Bevor eine solche Drehsperre produziert wird, durchlauft der Prototyp eine nicht sehr abwechslungsreiche Testphase: Permanent dreht sich die Sperre, der durchgangswillige Mensch wird durch einen Boxsack simuliert, der nichts anderes tut, als sich pausenlos im Kreis zu bewegen. Erst nach drei bis vier Millionen Umdrehungen ist man in Bühl zufrieden.

Drehkreuze aus Bühl

Sperren im Testbetrieb

Rote Karte für Randalierer

Ein Scanner überprüft die Eintrittskarten und gleicht sie mit den persönlichen Daten des Fans ab – ein System, dass den Schwarzmarkt ausschalten soll, aber aus Datenschutzgründen kritisiert wird. Doch die Beschwerden an die Stadien halfen nicht, denn das Sicherheitsmanagement ist eine Vorgabe der FIFA. Kein Hooligan soll sich in der Anonymität feiernder Fußballfans verstecken können. Das ist auch das Ziel von Joseph Schorn. Vier WM-Stadien rüstet er mit Drehsperren und Drehkreuzen aus. Ein gleichermaßen prestigeträchtiger wie lukrativer Auftrag: 3000 bis 5000 Euro kostet ein Standardmodell. Und ein Stadion verfügt über etwa 20 Eingänge.

Eiffelturm und Stadtbusse

Schorn kann auf eine große Erfahrung verweisen, denn Kaba Gallenschütz liefert in die ganze Welt und hat schon Stadien in fast allen Erdteilen ausgerüstet. Nicht nur Fußballfans verstellt man den Weg: Ob Passagiere in China eine Fähre besteigen, Fluggäste in Schweden die Sicherheitskontrollen durchlaufen oder Bundesminister in Deutschland ihren Dienstsitz betreten – sie alle müssen durch die Zugangskontrolle aus Bühl. Selbst der meistfrequentierte Punkt Europas – der Eiffelturm in Paris – ist mit Hilfe von Joseph Schorn eines der sichersten Gebäude in Europa. "Wir sind eine unkonventionelle Firma", sagt Schorn. Die Bühler entwickeln einerseits kundenindividuelle Einzelanfertigungen und andererseits Serienproduktionen wie zum Beispiel Drehsperren für Moskauer Stadtbusse. Auf rund 35 Millionen Euro Umsatz kommt Kaba Gallenschütz im Jahr, zehn Prozent davon trägt das Geschäft mit den Fußballstadien bei; seit fünf Jahren wächst das Unternehmen zweistellig. Der Schweizer Mutterkonzern ist stolz auf den Standort in Bühl.

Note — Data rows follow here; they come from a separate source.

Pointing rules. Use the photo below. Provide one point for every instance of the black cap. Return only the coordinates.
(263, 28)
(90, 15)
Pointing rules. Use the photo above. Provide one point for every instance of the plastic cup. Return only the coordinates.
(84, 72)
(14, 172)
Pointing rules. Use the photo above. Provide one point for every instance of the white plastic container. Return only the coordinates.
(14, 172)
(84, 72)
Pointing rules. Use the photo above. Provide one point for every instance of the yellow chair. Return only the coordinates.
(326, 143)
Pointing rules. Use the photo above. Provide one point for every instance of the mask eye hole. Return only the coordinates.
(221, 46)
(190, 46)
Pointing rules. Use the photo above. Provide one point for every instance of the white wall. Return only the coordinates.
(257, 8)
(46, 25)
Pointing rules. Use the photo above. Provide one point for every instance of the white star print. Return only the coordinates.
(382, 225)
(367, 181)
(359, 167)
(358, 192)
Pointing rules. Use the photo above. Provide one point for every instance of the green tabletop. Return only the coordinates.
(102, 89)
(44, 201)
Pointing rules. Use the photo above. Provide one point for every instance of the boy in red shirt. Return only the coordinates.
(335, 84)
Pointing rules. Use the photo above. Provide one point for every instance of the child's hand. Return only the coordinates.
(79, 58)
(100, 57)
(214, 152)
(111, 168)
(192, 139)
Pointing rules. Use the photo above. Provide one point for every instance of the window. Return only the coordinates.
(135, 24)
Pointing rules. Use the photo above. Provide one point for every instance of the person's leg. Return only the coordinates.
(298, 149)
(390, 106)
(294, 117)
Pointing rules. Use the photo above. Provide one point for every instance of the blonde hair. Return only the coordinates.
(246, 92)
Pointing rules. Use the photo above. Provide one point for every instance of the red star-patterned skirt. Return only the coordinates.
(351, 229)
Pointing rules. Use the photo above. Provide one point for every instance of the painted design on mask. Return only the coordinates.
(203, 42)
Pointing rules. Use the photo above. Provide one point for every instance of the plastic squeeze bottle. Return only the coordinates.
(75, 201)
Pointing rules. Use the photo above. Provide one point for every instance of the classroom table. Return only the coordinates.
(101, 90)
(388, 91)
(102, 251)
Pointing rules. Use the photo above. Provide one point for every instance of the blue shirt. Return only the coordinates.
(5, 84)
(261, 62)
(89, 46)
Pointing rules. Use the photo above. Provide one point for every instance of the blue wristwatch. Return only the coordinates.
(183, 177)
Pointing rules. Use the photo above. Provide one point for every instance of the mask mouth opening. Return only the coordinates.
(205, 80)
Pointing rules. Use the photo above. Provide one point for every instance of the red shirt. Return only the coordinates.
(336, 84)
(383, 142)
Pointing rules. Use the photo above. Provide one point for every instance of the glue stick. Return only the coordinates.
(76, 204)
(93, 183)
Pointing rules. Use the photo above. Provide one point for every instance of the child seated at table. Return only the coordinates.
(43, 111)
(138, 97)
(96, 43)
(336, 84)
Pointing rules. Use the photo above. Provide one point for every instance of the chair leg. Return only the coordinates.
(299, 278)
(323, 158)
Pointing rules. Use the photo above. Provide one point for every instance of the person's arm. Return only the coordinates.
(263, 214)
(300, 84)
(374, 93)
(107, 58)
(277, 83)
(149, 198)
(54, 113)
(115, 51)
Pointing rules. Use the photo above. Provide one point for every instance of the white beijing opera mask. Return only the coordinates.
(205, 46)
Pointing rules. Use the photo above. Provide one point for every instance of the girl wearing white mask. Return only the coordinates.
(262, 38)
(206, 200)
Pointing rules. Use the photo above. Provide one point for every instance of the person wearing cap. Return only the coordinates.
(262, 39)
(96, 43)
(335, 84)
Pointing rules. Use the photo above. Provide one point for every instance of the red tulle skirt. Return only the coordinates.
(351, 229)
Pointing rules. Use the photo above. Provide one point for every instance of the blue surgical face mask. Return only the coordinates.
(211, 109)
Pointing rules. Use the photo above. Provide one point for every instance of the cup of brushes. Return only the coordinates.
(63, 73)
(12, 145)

Das umgebaute Berliner Olympiastadion p178

Für die WM gerüstet: Olympiastadion Berlin

Die Lebensadern der Stadien

Etwa 800 Kilometer nordöstlich ist man ebenfalls stolz. Im Berliner Olympiastadion sind die Drehsperren nur eines von vielen innovativen Merkmalen. Hat man die Sperren passiert, kommt man ungehindert durch eine kleine Tür in die Herzkammer des Stadions. Wie Arterien und Nervenstränge spannen sich Leitungen mitten durch den Bauch des Stadions. Das ist das Reich der Techniker von Siemens. Sie sind für all das verantwortlich, was über, unter und hinter den 22 Männern auf dem Rasen passiert. Für die Zuschauer bleiben sie meist unsichtbar. Allein 200 bis 300 Kilometer Kabel hat der Elektronikriese hier verbuddelt. Ausgelastet werden die Kabel vermutlich erst am 9. Juli 2006, wenn 2500 Pressevertreter das Finale in die Welt hinaustransportieren.

Der Herr der bunten Bildschirme

Projektleiter Ralf Lehmann steht in der Sicherheitsleitstelle des Fußballtempels. Er zeigt auf bunte Grafiken, flackernde Bildschirme und blinkende Anlagen vollgepackt mit Elektronik. "Bei uns läuft die ganze Kommunikations- und Sicherheitstechnik zusammen", erklärt Lehmann. Dazu gehören unter anderem eine Brandmeldeanlage und die Videoüberwachung. Auch in anderen Stadien steckt Siemens-Technik für mehrere Millionen Euro. Kaba Gallenschütz und Siemens gehören zu den Unternehmen, die unmittelbar von der Fußballweltmeisterschaft im eigenen Land profitieren. Ob elektronische Drehsperren oder digitale Kommunikationstechnologie: die Sicherheitstechnik ist schon jetzt weltmeisterlich.